The story he told got me thinking about one of the most intriguing features of 1960s London: the links between some of the more louche figures of wealthy west London and the gangsters of the East End.

This set me on a trail that led back to a key witness in the Lucan case, the last person known to have seen him alive. The widow of one of Lucan’s closest friends, she had spoken to me many times without giving a clue, but before she died last year she told me what really seems to have happened to Lucky.

The key figure in her story — an international financial fixer — still cannot be named, but she explained what had previously been inexplicable. And her key point was that Lucan is dead: he was rescued but then murdered by his own minders.
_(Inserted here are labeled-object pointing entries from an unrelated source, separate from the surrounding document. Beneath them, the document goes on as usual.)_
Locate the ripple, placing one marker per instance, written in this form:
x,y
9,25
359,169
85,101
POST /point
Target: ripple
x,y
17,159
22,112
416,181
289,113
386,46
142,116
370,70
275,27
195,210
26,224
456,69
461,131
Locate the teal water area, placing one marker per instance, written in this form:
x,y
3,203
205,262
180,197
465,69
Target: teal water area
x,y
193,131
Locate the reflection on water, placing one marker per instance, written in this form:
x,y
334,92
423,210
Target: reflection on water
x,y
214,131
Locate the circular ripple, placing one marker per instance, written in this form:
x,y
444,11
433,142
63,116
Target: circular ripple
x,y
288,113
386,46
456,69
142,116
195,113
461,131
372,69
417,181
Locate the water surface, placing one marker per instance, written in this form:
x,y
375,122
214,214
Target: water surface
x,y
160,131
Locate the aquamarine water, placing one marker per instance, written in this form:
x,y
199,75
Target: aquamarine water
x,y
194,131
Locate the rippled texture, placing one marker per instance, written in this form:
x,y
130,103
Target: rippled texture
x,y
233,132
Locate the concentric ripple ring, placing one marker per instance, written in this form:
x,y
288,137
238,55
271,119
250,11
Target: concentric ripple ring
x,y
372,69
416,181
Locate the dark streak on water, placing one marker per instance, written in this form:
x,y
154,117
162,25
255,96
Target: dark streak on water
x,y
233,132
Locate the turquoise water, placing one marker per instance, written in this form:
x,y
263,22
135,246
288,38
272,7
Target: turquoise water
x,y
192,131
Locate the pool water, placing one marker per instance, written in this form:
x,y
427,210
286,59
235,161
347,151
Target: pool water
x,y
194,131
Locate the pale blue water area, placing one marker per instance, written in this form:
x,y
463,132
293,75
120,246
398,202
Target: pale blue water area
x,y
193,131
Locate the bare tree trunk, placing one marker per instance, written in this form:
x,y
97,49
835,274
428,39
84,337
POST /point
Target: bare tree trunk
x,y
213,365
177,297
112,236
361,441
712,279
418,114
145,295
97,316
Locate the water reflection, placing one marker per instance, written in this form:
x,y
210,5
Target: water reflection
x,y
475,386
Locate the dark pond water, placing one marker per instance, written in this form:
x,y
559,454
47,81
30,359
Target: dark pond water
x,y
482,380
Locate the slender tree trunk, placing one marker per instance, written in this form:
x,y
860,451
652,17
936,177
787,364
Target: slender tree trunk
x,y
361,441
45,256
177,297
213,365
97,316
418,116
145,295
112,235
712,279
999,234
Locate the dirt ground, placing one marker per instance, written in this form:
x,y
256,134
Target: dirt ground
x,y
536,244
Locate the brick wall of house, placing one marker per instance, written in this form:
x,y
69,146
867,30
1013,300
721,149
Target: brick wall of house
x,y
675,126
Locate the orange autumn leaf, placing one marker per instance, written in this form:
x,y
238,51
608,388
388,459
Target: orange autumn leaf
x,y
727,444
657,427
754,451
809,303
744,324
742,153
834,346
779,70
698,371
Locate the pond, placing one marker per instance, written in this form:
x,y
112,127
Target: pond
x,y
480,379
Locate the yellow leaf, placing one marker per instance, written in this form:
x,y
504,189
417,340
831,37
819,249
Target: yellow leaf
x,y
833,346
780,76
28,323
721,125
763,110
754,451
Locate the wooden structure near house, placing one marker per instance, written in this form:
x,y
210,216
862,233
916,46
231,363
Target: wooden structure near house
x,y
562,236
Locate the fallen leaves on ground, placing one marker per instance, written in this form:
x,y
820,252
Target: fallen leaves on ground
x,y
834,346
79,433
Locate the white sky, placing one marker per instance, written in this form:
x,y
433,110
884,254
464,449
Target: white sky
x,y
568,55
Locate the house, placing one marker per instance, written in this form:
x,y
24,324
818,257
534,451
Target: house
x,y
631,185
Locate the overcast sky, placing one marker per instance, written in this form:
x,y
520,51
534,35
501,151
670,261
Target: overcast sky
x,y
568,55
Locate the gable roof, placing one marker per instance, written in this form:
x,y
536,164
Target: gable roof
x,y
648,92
WHEN Lucan first entered Aspinall’s orbit in the 1950s, he was one of the brightest members of what became the Clermont set. He could have been a sort of template for the club — hereditary aristocrat, Eton and the Guards, risk-taking member of the British Army bobsleigh team, fearless gambler and man of honour. His distant kinsman Andrew Duke of Devonshire told me that he had the most perfect manners of any gambler he’d ever met.

He was a particularly close friend of Ian Maxwell-Scott, gambling gourmet and secretary of the Clermont club. Lucan and Veronica often took their children down to Gants Hill, the Maxwell-Scotts’ big house in Uckfield, Sussex, for weekends.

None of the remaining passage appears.